クチ・トンネルに行く時、迎えに来た車は何とベンツだった。超一流のグレードではなく、スタンダードクラスだと思
うが、ベンツはベンツ。こんな車でベトコンが暗躍したジャングル地帯もビンビンと走破する。その帰りにガイドが水
上劇の鑑賞を勧めてくれた。
ベトナムに行くと決めてからホーチミン周辺の興味ある場所や観光について調べた時に水上劇もあった。その時、
あまり興味を引くことはなかったから候補としては没にしていた。
ガイドの説明だと言葉が分からなくても十分楽しむことは出来るし、観て帰らないと損をするとまで熱のこもった勧
誘をする。
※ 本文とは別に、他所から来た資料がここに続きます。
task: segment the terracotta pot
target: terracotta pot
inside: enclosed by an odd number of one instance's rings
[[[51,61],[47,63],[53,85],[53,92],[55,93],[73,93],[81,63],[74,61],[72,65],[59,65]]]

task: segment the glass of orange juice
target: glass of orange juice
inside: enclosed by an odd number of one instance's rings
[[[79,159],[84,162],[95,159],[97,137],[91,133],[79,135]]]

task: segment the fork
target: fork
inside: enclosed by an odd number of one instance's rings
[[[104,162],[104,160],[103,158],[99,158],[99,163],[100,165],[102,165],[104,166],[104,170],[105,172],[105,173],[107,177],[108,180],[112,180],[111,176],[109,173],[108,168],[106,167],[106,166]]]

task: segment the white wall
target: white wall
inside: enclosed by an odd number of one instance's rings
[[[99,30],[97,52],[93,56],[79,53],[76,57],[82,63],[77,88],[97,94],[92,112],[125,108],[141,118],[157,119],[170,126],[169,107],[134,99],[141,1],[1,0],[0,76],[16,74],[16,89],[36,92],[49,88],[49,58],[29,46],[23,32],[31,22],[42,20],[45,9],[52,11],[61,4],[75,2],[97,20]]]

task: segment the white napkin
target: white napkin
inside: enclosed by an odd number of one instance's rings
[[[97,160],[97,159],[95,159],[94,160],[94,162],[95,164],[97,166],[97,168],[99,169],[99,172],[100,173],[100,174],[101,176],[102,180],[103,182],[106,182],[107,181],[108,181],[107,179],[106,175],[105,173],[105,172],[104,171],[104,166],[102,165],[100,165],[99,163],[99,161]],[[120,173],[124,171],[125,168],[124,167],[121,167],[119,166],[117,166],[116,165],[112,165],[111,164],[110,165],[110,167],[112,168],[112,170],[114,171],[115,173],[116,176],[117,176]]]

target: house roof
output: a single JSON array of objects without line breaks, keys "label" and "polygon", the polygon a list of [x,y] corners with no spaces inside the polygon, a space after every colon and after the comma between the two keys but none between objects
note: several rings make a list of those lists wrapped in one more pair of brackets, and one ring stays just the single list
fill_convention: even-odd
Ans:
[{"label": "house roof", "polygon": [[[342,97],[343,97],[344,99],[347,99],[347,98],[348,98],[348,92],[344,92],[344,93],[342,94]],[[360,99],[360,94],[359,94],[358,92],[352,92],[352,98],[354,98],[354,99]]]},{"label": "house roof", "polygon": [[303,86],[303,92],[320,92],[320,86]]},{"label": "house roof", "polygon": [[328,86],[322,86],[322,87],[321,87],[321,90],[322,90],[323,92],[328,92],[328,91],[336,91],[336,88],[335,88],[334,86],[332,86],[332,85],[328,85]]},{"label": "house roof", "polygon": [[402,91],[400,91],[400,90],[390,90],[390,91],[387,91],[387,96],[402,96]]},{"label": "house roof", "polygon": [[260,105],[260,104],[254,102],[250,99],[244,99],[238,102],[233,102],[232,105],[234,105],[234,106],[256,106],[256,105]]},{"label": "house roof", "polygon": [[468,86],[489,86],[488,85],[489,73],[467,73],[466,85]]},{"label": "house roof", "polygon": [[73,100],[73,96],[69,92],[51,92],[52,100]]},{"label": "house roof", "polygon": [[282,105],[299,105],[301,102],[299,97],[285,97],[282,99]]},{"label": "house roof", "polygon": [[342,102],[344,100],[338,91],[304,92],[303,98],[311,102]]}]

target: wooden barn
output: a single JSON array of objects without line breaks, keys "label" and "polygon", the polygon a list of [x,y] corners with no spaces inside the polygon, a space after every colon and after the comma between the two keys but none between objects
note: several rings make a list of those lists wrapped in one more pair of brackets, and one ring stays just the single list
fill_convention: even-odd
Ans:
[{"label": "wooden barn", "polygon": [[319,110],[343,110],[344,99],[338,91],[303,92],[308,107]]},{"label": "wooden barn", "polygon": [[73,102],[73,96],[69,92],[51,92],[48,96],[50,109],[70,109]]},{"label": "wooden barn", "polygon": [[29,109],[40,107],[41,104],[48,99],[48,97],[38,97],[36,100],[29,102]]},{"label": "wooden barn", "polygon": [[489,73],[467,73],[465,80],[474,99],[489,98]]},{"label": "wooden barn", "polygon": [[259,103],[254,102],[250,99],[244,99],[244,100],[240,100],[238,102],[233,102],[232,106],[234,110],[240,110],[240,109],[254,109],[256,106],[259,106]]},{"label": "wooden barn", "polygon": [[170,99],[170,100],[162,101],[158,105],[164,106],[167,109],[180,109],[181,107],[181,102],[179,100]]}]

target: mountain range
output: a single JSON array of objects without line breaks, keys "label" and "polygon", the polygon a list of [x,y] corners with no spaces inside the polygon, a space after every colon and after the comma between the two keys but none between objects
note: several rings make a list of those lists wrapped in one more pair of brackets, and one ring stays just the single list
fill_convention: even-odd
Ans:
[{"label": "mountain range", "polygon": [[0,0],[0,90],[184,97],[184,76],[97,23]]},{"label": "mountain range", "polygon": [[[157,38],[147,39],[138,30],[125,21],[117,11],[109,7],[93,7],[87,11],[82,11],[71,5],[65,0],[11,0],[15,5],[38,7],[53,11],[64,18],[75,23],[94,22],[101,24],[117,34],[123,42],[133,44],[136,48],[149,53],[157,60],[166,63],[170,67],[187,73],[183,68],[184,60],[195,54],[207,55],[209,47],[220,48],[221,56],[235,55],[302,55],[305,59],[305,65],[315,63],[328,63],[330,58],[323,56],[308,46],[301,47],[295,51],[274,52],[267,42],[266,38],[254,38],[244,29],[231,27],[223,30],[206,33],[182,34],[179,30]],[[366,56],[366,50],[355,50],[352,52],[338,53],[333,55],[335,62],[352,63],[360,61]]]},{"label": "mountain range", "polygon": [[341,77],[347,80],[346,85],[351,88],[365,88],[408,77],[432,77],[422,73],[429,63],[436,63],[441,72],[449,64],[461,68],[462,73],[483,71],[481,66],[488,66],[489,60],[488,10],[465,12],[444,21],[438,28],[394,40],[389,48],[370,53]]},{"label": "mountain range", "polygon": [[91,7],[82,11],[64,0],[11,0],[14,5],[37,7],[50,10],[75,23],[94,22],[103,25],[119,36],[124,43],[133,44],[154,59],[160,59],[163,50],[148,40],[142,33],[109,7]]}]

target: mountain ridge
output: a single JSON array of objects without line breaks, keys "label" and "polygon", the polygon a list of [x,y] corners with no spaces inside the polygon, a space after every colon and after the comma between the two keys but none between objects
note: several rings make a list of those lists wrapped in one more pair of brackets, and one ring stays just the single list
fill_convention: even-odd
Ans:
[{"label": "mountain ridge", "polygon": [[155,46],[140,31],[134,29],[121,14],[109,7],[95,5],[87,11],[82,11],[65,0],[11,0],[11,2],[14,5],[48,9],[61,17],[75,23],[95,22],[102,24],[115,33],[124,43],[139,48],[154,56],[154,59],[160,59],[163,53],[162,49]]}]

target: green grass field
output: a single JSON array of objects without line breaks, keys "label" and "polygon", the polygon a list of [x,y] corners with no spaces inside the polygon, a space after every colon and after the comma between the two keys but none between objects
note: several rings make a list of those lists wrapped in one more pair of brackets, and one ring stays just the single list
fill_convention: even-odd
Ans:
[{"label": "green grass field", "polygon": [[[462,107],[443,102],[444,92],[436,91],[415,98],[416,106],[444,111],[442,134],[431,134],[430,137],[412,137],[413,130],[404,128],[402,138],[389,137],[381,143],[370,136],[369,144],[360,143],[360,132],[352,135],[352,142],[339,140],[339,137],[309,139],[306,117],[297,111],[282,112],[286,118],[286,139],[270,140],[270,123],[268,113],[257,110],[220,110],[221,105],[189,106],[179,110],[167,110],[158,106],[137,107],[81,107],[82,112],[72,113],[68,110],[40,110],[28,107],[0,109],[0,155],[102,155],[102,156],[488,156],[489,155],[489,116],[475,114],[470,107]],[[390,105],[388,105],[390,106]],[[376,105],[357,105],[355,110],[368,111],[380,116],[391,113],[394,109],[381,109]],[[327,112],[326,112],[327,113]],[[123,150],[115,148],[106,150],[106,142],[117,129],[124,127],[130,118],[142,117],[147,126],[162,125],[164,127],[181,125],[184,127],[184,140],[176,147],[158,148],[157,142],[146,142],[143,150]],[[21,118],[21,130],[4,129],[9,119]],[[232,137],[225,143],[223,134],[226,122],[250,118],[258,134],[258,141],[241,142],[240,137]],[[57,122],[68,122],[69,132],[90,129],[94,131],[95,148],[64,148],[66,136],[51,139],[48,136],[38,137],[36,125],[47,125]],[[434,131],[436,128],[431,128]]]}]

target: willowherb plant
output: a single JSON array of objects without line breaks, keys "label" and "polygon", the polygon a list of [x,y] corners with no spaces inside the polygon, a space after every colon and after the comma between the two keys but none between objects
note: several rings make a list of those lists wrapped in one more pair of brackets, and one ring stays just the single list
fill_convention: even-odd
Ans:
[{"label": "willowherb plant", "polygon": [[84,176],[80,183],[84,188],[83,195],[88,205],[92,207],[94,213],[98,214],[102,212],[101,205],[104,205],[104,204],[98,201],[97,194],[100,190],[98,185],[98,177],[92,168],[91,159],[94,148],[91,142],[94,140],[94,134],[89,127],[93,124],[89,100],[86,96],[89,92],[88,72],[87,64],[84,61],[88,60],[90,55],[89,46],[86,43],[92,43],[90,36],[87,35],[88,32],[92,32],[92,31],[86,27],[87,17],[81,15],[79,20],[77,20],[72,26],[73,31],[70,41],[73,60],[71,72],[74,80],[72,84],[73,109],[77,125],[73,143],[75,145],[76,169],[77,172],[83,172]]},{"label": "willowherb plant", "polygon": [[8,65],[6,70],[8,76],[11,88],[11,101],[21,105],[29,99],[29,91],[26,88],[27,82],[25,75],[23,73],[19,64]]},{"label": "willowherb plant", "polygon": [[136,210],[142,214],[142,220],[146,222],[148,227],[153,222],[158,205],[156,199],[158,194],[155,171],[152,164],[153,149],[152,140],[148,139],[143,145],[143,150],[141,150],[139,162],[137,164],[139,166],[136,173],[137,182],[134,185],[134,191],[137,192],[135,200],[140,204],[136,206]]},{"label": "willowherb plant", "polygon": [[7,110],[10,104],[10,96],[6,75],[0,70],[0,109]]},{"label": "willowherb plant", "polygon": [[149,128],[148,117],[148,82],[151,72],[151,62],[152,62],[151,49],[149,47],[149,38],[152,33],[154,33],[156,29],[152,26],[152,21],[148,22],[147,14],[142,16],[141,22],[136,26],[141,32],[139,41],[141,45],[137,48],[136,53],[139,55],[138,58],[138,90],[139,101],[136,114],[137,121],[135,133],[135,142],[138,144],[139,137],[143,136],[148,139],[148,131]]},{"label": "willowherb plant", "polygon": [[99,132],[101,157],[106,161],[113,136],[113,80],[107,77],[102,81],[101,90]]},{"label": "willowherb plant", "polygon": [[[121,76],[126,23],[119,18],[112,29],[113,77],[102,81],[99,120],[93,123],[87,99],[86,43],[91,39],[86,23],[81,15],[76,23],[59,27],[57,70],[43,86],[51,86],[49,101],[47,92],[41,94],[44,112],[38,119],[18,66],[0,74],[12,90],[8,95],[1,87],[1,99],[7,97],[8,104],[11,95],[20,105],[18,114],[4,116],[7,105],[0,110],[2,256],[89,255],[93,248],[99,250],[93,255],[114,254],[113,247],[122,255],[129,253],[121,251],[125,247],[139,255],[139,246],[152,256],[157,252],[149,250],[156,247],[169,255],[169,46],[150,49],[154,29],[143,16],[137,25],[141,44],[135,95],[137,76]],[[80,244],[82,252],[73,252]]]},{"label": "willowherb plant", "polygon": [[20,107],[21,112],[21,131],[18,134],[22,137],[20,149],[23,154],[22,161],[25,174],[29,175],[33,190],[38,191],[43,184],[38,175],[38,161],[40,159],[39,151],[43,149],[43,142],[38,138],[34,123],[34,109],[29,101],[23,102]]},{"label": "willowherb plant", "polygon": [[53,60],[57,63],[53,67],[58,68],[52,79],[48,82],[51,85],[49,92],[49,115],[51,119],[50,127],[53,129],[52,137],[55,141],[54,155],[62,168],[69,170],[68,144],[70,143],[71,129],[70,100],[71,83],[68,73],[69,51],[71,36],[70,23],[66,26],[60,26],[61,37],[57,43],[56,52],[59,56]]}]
今日、一日共に行動して誠実な人柄だったから嘘を言うことなかろうと、信用して水上劇に行くことにし
た。調べて貰うと帰国の日の夜しか切符は取れないが、ホテルの集合時刻に間に合うということで、詳細を聞くと夕
方に食事と組み合わせるコースが便利というから、それを申し込んだ。
食事はベトナム料理で特別変わったものではなかったが、アオザイを着た美しいお嬢さんが給仕をしてくれた。
アオザイはベトナムの民族衣装ではあるが街中で着ている女性を見ることはなく、レストランや観光施設など限ら
れた所でしか会えない。
水上劇は竹竿の先に結ばれている糸に人形をつなぎ、それを水上で操る人形劇。水面を滑らせたり、沈め気味
にして水しぶきを立たせたりして動きにアクセントをつけている。その動きは実に見事で、竹竿と人形が一体にな
っているようで、間に糸があるとは思えない。
物語の荒筋は貰ったパンフレットに日本語でも簡単に説明されていたが、それを読まなくても何となく筋は分か
りそうだった。時には、わざと激しい動きをして前にいる観客に向けて水しぶきを飛ばし、観客が出す声に呼応し
て、また大げさに動き観客の笑いをとる。約2時間の水上劇は本当に面白くガイドのいう事を聞いてよかった。
劇が終わりスタッフが登場、ここでも若い人たちばかりで伝統芸を継承しているようだ。ホテルに帰り荷物を受け取
り迎えに来たガイドと共にメコン川に別れを告げた。